In der Donaustadt baut das Günzburger Unternehmen 38 Wohneinheiten. Und mittendrin arbeitet Ciechomska: Ziegel anlegen, Schalungen herstellen oder Laibungen verputzen. Das meiste geht der 20-Jährigen leicht von der Hand, erzählt sie. Auch der Ausbildungsleiter zeigt sich mit seiner Auszubildenden überaus zufrieden.
„Für uns ist es eine Bestätigung, dass der Beruf des Maurers nicht mehr der harte Knochenjob ist, wie es früher der Fall war“, sagt Finkel.
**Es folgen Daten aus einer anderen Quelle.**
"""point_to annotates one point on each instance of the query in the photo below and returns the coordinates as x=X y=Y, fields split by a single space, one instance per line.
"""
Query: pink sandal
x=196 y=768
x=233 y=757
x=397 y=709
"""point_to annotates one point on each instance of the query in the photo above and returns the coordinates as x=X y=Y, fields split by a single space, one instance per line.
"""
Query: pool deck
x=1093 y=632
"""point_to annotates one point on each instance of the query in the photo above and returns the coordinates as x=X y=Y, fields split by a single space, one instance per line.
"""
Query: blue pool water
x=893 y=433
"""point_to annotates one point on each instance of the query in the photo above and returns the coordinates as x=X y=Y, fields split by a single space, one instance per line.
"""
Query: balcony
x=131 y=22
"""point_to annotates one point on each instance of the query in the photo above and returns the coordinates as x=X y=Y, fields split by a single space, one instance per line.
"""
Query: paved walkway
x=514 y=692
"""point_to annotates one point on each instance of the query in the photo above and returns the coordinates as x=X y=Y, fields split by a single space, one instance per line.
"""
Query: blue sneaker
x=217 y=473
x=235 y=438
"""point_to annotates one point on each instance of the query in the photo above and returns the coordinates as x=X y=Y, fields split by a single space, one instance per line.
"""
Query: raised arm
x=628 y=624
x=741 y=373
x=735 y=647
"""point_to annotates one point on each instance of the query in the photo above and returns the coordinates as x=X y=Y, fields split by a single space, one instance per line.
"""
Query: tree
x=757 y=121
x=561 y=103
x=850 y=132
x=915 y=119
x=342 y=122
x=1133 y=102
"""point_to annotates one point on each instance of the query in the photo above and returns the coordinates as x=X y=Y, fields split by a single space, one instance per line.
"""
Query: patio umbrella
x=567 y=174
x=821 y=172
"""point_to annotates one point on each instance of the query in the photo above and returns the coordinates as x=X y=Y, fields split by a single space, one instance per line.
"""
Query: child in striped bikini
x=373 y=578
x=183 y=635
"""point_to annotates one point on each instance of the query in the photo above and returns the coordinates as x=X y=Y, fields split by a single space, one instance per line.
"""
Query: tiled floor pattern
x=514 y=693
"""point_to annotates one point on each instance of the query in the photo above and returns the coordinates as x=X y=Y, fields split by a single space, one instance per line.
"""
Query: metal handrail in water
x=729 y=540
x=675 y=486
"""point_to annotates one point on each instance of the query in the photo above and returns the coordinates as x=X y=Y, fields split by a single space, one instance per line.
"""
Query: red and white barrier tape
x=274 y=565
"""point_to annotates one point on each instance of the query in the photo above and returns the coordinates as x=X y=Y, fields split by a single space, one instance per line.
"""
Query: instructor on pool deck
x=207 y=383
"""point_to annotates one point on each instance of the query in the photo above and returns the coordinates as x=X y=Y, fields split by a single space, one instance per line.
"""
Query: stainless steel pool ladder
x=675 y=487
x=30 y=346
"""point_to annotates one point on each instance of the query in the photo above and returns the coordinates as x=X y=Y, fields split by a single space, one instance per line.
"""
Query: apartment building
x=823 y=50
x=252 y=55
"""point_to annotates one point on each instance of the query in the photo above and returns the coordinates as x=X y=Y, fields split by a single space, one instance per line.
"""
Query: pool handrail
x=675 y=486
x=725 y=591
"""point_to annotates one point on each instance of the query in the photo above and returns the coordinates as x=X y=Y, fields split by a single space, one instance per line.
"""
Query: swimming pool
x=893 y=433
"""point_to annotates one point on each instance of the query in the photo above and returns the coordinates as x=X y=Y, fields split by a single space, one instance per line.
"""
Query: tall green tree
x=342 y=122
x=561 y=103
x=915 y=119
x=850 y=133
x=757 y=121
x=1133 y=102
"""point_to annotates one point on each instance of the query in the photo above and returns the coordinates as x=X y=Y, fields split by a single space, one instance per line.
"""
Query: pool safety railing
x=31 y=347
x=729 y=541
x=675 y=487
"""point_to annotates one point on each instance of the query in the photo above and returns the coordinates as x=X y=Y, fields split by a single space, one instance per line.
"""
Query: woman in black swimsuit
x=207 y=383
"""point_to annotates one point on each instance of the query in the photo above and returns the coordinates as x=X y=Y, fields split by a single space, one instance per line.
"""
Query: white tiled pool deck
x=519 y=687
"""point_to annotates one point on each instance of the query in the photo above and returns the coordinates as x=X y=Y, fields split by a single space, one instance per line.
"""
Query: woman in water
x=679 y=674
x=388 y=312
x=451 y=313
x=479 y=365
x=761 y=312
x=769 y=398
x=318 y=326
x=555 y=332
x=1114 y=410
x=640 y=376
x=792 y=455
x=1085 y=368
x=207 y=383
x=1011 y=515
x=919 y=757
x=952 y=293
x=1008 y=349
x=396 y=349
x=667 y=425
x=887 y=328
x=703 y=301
Kein Bauteil, das mit der Hand bewegt wird, ist schwerer als 25 Kilo. Für höhere Gewichte gibt es maschinelle Unterstützung, um den Rücken zu schonen. Man muss also kein Muskelpaket mehr sein, um Maurer zu werden. Trotzdem hat Bendl bei der Stellenausschreibung nicht damit gerechnet, dass sich eine Frau bewirbt. „Wir sind halt immer noch eine Männerdomäne“, sagt Finkel.
Vanesa Ciechomska möchte am liebsten gar nicht zu lange über ihr Alleinstellungsmerkmal in der Branche sprechen, für sie spielt das Geschlecht nämlich keine Rolle. Generell hält sie von der Frau-MannTrennung nichts. Das kann man auch bei ihren Freizeitaktivitäten erkennen. „Nach Feierabend spiele ich am liebsten Fußball.“Und wer weiß, vielleicht bekommt Ciechomska bald auf der Baustelle eine neue Kollegin? Ausbildungsleiter Finkel hätte nichts dagegen: Wer gleich am ersten Tag so anpacke wie Vanesa, sei jederzeit willkommen.
Für die 20-Jährige lautet das Ziel: Die angefangene Ausbildung erfolgreich beenden. Danach will sie den Meisterbrief machen, um dann später eventuell Bauingenieurswesen zu studieren. Vanesa Ciechomska ist nicht nur eine starke Frau mit Visionen, sie kann auch dazu beitragen, den Fachkräftemangel zu minimieren.